Solved – Required number of permutations for a permutation-based p-value

hypothesis testingp-valuepermutation-testresampling

If I need to calculate a permutation-based $p$-value with significance level $\alpha$, how many permutations do I need ?

From the article "Permutation Tests for Studying Classifier Performance", page 5 :

In practice, the upper bound $1/(2\sqrt{k})$ is typically used to determine the number of
samples required to achieve the desired precision of the test.

… where $k$ is the number of permutations.

How do I calculate the number of required permutations from this formula ?

Best Answer

I admit, the paragraph might be confusing.

When performing a permutation test you do estimate a p-value. The issue is, that the estimation of the p-value has an error itself which is calculated as $\sqrt{\frac{p(1-p)}{k}}$. If the error is too large, the p-value is unreliable.

So how many permutations k does one need to get a reliable estimate ?

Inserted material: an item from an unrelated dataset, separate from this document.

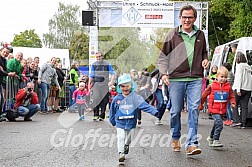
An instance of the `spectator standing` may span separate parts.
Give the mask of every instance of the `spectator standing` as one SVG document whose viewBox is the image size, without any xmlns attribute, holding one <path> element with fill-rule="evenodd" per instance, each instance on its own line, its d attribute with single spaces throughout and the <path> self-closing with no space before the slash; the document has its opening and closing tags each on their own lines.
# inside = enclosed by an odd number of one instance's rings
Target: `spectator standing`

First define your maximum allowed error aka the precision. Let this be $P$. Then an estimated p-value shall be in the interval $[p-3*P,p+3*P]$ (since p is approximately normal distributed)

Using the upper bound

The cited paragraph of the paper suggests to use $\frac{1}{2\sqrt{k}}$ as an upper bound estimate of the error instead of $\sqrt{\frac{p(1-p)}{k}}$. This corresponds to a unknown p-value of p=0.5 (where the error is maximum among all ps for a fixed k).

So: You want to know k where $\frac{1}{2\sqrt{k}}\le P$.

<=> $\frac{1}{4P^2}\le k$

But since the cited formula represents an upper bound, this approach is very rough.

Using the error at the significance level

Another approach uses the desired significance level $\alpha$ as p to calculate the required precision. This is correct, because the error of the estimated p is more important if we are near the decision threshold (which is the significance level).

In this case one wants to know k where $\sqrt{\frac{\alpha(1-\alpha)}{k}}\le P$.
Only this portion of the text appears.